How about that free British health care

Clem72

Well-Known Member
Its funny how the Brits can degrade the US but don't you talk bad about the UK.

This is very true of europe in general I have found, but it's especially gauling coming from UK citizens.

I am tired of UK people telling me how terrible my life is when I am in better shape, make more money, have a bigger house, more property, nicer cars, experience less crime, have better weather, etc. than the UK person telling me how much my life sucks.

Sure, maybe their house is made out of dried mud blocks instead of wood sticks and will last a bit longer. Okay.
 

SamSpade

Well-Known Member
I think the "worst" part of it is in the extremes of care, people with expensive or difficult to treat issues. I had a co-worker break her arm while we were in London around 25 years ago. After asking if she had insurance (which she was supposed to, but did not) the triage/checkin person scanned a barcode on the wall like the checker at food lion if you don't have their card, and she was treated for free. Had to pay a few bucks for her prescription pain meds though.
THAT is exactly the kind of conversation I've had with people I know abroad, with government health care. Break your finger? No problem, we'll fix it for ya in - well, maybe an hour. But for "free" (I love how it's "free" when it's taken from taxes - they pay more in taxes, for "free" care). As long as the medical concern is a small one - no biggie. Once you're talking even SURGERY - or expensive medical testing - and you're waiting MONTHS where in the U.S. it can be as quick as same day.

What I've READ - not experience from first hand accounts - is if you need DIRE, life-saving care - and it is VERY expensive for the government - they may tell you to just suck it up and put your affairs in order, especially if you are not very healthy to begin with or if you are old. The scary and dirty truth is, an ENORMOUS part of our healthcare system is spent on the VERY ill and the old. A lot of the aggregate expense goes to help those who typically don't live all that much longer.
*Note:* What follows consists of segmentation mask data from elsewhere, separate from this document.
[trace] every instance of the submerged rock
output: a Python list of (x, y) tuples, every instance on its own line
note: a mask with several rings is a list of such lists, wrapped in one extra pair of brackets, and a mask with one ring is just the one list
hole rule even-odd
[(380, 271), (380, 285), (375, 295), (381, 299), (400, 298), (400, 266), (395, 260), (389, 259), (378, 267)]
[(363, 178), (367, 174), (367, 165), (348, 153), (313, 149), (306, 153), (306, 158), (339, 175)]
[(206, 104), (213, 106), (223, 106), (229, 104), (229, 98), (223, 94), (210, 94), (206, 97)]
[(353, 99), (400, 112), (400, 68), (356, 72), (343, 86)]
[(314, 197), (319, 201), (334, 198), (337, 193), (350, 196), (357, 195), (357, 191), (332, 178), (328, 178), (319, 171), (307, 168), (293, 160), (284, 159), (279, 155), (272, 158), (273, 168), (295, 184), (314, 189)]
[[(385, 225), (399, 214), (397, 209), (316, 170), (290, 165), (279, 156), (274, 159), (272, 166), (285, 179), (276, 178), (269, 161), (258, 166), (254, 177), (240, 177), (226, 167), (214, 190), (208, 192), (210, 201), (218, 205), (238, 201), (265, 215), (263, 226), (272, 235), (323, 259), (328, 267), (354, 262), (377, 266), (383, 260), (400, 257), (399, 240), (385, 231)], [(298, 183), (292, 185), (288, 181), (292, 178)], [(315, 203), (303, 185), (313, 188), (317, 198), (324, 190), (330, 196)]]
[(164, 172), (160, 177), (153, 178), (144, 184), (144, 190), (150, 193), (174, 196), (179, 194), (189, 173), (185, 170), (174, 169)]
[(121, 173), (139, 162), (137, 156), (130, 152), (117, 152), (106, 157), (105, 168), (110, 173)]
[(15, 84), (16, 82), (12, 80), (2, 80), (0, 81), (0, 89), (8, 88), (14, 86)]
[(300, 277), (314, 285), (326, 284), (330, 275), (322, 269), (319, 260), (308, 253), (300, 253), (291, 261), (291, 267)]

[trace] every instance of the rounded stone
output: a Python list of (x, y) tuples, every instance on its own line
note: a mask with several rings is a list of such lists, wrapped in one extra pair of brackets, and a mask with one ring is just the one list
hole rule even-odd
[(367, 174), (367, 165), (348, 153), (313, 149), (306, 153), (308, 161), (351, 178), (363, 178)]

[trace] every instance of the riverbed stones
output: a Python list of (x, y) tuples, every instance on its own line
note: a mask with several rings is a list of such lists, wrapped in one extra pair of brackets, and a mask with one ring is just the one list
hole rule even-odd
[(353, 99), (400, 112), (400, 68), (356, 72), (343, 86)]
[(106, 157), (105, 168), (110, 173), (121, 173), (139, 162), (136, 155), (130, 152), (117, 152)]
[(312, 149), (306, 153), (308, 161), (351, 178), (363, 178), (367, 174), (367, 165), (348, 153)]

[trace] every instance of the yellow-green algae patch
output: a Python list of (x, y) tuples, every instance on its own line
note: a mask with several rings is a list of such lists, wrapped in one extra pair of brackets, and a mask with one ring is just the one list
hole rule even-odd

THAT is how many of these systems abroad curtail costs. We spend - whether out of pocket or through insurance - easily twice what everyone else spends, but we're not in the habit of telling an eighty year old with cancer to just go home.
 

SamSpade

Well-Known Member
I have always been confused by this metric. healthcare in the US can be accessed by anyone, ANYONE, regardless of ability to pay. Now, if you have that not-so-rare combination of a little bit of money but no health insurance, then you might be in for a nice chunk of debt. But poor people have zero issues with access.

That debt may be a reason to lower our ranking, but it wouldn't/shouldn't be under the "access" category.
Yep. This is totally true, and before Obamacare, the metric used even by its proponents was that 10-15% of people did not have health INSURANCE (no one says "health care" because that would be a preposterous lie) and some of it was they were between jobs, were not covered by someone else, CHOSE not to purchase it and so on. A small portion just didn't make enough and evidently were unaware they were eligible for Medicaid (which IIRC, was what most of the early sign ups for Obamacare turned out to be - giving Medicaid to people who didn't know they could get it).

I believe in some nations WITH national health care, you are still required to pay for SOME tier of insurance - where the prices may be negotiated by the government, but you do have to have it. I can't remember and don't feel like looking, but I believe France has more along the lines of national health INSURANCE rather than health care.
 

herb749

Well-Known Member
Yep. This is totally true, and before Obamacare, the metric used even by its proponents was that 10-15% of people did not have health INSURANCE (no one says "health care" because that would be a preposterous lie) and some of it was they were between jobs, were not covered by someone else, CHOSE not to purchase it and so on. A small portion just didn't make enough and evidently were unaware they were eligible for Medicaid (which IIRC, was what most of the early sign ups for Obamacare turned out to be - giving Medicaid to people who didn't know they could get it).

I believe in some nations WITH national health care, you are still required to pay for SOME tier of insurance - where the prices may be negotiated by the government, but you do have to have it. I can't remember and don't feel like looking, but I believe France has more along the lines of national health INSURANCE rather than health care.

There are supplemental plans in Europe that you pay for. So when its said they have free health care it isn't all true.